No I have some wireless cameras working on 2.4ghz and I would like to connect them wireless with my PC.

Thanks for help

Ljuscho

Reply to
Mr.Ljuscho

Thats different and I will need to do a little searching. How about telling me what you do have so I can try to make them match nicely..

Reply to
ISPgeek

"Mr.Ljuscho" hath wroth:

It might be helpful to disclose exactly what hardware you are using, so something compatible might be suggested. There are many different types of "wireless" cameras, some of which might actually work with your unspecified model access point.

If your camera is USB or Firewire, it will require a video server or computer with networking.

If your camera is NTSC video, it will require a video server or a computer with a video encoder card and networking.

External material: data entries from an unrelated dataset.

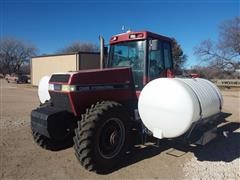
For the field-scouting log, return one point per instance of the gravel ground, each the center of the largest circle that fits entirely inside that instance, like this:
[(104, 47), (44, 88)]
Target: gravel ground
[(21, 158), (219, 162)]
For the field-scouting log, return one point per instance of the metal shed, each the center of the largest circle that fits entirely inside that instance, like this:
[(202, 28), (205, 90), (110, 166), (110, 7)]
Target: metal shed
[(55, 63)]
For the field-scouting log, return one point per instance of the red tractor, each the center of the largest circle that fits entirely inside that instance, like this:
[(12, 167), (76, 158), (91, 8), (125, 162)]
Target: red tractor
[(99, 108)]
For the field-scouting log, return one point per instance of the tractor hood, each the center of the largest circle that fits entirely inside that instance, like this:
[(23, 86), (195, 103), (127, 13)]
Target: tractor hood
[(76, 91)]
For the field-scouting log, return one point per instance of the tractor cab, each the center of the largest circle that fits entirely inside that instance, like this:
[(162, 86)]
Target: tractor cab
[(149, 55)]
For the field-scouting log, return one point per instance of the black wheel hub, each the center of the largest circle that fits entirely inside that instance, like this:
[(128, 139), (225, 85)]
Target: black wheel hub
[(111, 138)]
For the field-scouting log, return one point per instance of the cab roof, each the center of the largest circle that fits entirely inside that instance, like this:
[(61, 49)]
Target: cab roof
[(137, 35)]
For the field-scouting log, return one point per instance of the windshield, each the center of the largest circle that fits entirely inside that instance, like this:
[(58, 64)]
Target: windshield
[(129, 54)]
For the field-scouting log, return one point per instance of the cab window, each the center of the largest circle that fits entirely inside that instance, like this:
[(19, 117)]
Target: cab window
[(156, 65)]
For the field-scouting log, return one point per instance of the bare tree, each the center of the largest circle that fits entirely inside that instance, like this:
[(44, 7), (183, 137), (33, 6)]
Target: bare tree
[(223, 56), (78, 46), (14, 54), (179, 58)]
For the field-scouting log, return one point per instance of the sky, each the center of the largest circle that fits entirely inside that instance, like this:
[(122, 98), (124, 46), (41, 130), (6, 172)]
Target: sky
[(52, 25)]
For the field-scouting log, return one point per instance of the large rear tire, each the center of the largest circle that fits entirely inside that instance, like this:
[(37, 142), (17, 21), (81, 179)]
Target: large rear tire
[(100, 139)]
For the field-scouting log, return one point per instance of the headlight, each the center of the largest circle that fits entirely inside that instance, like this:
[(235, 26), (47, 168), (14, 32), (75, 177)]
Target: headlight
[(68, 88)]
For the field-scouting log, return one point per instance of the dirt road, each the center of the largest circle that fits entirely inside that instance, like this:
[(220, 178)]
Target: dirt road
[(21, 158)]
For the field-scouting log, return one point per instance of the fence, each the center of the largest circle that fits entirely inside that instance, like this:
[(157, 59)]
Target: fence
[(227, 82)]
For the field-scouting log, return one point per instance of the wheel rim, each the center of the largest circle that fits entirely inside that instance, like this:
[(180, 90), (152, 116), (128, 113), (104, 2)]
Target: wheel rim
[(111, 139)]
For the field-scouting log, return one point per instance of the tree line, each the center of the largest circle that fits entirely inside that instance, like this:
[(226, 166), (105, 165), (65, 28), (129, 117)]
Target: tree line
[(218, 59)]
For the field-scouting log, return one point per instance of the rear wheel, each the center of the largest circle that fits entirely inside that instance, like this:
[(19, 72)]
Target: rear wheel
[(100, 139)]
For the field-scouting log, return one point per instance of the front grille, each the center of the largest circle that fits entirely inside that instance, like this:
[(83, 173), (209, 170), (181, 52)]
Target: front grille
[(60, 78), (61, 100)]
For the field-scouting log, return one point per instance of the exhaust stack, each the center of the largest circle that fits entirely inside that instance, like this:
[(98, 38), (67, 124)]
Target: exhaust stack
[(101, 52)]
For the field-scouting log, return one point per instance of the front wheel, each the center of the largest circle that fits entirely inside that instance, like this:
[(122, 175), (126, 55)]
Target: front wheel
[(100, 139)]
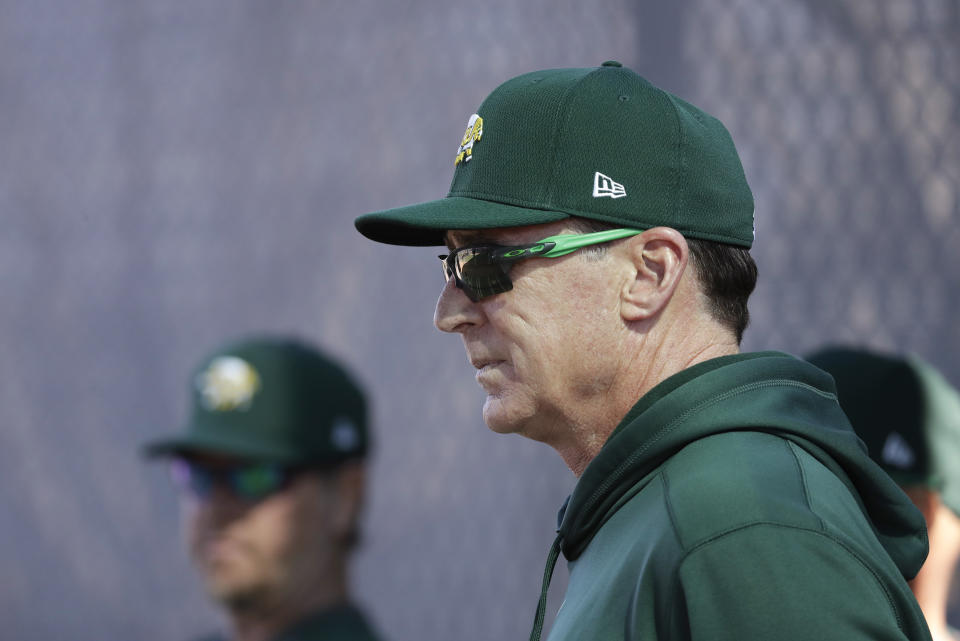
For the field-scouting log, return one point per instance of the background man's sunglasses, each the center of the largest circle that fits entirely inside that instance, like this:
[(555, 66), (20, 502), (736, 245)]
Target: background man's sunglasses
[(484, 270), (250, 482)]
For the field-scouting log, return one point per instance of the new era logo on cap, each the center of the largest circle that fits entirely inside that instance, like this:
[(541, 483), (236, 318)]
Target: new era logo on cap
[(606, 186)]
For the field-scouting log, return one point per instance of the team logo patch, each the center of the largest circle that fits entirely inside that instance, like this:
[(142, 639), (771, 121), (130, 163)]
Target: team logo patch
[(344, 436), (228, 383), (473, 134), (606, 186)]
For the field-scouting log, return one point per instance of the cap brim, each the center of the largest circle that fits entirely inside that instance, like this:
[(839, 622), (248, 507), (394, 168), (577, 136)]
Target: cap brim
[(424, 225), (221, 445)]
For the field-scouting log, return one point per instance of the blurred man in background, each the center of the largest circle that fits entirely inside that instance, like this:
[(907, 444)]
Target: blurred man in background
[(598, 273), (909, 417), (271, 467)]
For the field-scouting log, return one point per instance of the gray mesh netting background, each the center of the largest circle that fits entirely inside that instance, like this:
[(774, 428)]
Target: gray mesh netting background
[(176, 173)]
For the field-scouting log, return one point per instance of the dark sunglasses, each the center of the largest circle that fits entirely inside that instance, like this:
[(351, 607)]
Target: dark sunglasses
[(251, 482), (484, 270)]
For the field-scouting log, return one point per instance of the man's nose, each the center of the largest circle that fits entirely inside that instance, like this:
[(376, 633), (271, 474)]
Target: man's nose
[(455, 311)]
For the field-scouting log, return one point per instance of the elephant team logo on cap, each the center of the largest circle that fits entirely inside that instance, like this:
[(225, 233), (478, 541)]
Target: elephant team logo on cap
[(228, 383), (473, 134)]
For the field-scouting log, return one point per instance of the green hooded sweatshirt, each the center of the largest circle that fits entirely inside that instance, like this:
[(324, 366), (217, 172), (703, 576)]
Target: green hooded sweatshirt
[(734, 502)]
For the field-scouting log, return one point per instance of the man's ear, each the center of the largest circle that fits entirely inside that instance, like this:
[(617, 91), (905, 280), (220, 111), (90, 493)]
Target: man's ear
[(351, 481), (659, 257)]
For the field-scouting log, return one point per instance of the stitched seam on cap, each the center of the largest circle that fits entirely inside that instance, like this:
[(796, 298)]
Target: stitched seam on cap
[(556, 159), (681, 169)]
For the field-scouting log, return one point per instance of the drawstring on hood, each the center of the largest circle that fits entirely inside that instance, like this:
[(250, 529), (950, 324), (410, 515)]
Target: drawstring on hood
[(768, 392)]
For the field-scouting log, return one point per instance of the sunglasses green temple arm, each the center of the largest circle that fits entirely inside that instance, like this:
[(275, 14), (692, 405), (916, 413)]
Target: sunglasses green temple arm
[(567, 243)]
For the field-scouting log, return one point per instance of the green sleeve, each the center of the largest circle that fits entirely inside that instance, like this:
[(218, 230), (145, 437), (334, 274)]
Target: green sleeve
[(770, 581)]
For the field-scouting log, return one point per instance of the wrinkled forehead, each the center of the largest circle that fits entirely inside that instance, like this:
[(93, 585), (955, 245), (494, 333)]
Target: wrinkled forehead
[(456, 238)]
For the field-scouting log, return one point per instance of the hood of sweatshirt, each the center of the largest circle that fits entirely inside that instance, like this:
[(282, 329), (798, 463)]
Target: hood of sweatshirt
[(767, 392)]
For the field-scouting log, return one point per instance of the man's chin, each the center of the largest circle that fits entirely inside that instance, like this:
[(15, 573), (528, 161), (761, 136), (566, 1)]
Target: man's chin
[(499, 418), (235, 596)]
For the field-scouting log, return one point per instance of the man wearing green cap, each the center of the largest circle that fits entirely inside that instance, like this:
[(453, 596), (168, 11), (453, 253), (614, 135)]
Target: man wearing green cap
[(720, 495), (271, 465), (909, 417)]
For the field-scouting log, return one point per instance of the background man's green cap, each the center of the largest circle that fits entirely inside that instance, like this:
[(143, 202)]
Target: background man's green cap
[(600, 143), (905, 411), (276, 400)]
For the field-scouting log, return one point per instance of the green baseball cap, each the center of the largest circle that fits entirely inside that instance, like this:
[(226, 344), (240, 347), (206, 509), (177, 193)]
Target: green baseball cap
[(905, 412), (275, 400), (599, 143)]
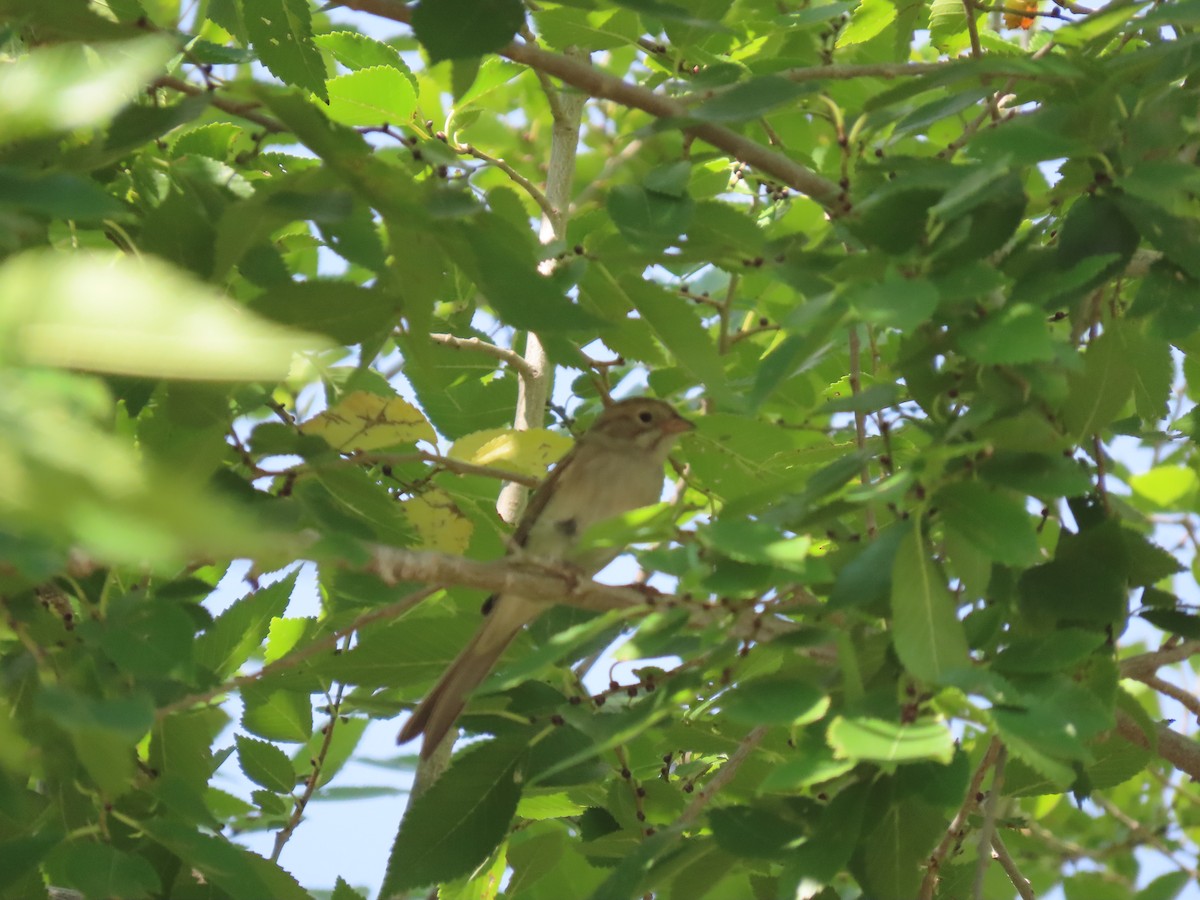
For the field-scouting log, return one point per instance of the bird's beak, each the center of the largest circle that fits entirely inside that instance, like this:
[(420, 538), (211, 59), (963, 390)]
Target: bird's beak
[(678, 425)]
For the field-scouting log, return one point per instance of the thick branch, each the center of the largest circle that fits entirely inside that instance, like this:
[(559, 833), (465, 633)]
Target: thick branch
[(514, 359), (1182, 753)]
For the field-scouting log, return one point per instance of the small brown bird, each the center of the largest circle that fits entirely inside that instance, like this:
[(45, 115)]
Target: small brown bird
[(615, 467)]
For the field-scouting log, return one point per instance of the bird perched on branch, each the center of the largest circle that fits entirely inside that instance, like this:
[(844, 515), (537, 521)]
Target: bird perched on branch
[(615, 467)]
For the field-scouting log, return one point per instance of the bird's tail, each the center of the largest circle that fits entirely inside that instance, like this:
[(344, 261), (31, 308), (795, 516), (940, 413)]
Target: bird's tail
[(445, 701)]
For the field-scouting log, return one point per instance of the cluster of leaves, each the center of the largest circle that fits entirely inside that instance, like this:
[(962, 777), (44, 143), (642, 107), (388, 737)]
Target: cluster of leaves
[(909, 562)]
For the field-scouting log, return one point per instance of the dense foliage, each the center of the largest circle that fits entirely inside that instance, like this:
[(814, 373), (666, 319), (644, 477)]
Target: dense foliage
[(276, 280)]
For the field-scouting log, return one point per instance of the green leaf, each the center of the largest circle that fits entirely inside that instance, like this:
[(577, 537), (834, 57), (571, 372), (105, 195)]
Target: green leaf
[(460, 29), (867, 22), (928, 636), (113, 313), (859, 738), (411, 652), (238, 631), (1037, 474), (345, 892), (813, 765), (777, 701), (281, 31), (276, 714), (235, 870), (372, 96), (648, 220), (460, 820), (587, 29), (677, 327), (1167, 486), (750, 100), (100, 870), (1012, 336), (867, 580), (1059, 652), (1099, 393), (60, 195), (54, 89), (265, 765), (346, 312), (1085, 582), (900, 833), (995, 523), (897, 303), (1174, 622), (355, 52), (751, 832)]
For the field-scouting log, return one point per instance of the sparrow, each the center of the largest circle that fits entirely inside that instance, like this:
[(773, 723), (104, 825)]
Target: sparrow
[(615, 467)]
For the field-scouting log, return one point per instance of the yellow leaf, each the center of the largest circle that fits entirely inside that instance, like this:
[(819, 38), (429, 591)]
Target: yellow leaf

If your camera is an X10 style video camera, the output is NTSC video. This will need to be fed to a video server or a computer with a video encoder card and networking. There is no way to go directly between the analog X10 type of video modulation and the wireless 802.11 type. Since both use the same 2.4GHz frequencies, there is also a chance that there will be interference.

There are also wireless video cameras that transmit on UHF TV channels. These are handled exactly like the X10 camera mentioned.

Reply to
Jeff Liebermann

Brand name and model numbers would help...and how many you have and how far your expectation of range too.

Reply to
decaturtxcowboy

No name camera with no name 4 chanell receiver, us robotics maxg router

5461. 30m max range to the cameras and 15m to the receiver

thanks

Ljuscho

Reply to
Mr.Ljuscho

Without knowing if its a low end analog transmitting cam or digital IP one, it is impossible to provide an answer.

See if the cams have an ethernet jack. That would be the first clue. If they don't, they are probably analog cams that have to be used with the proprietary receiver and thus can't be accessed with a 802.11 device.

If the receiver has an ethernet port, then you could connect it to a

802.11 wireless device and let your computer see that. If it doesn't well...by the time you come up with an analog video to IP adapter, you might as well start over and use more conventional IP wireless cams.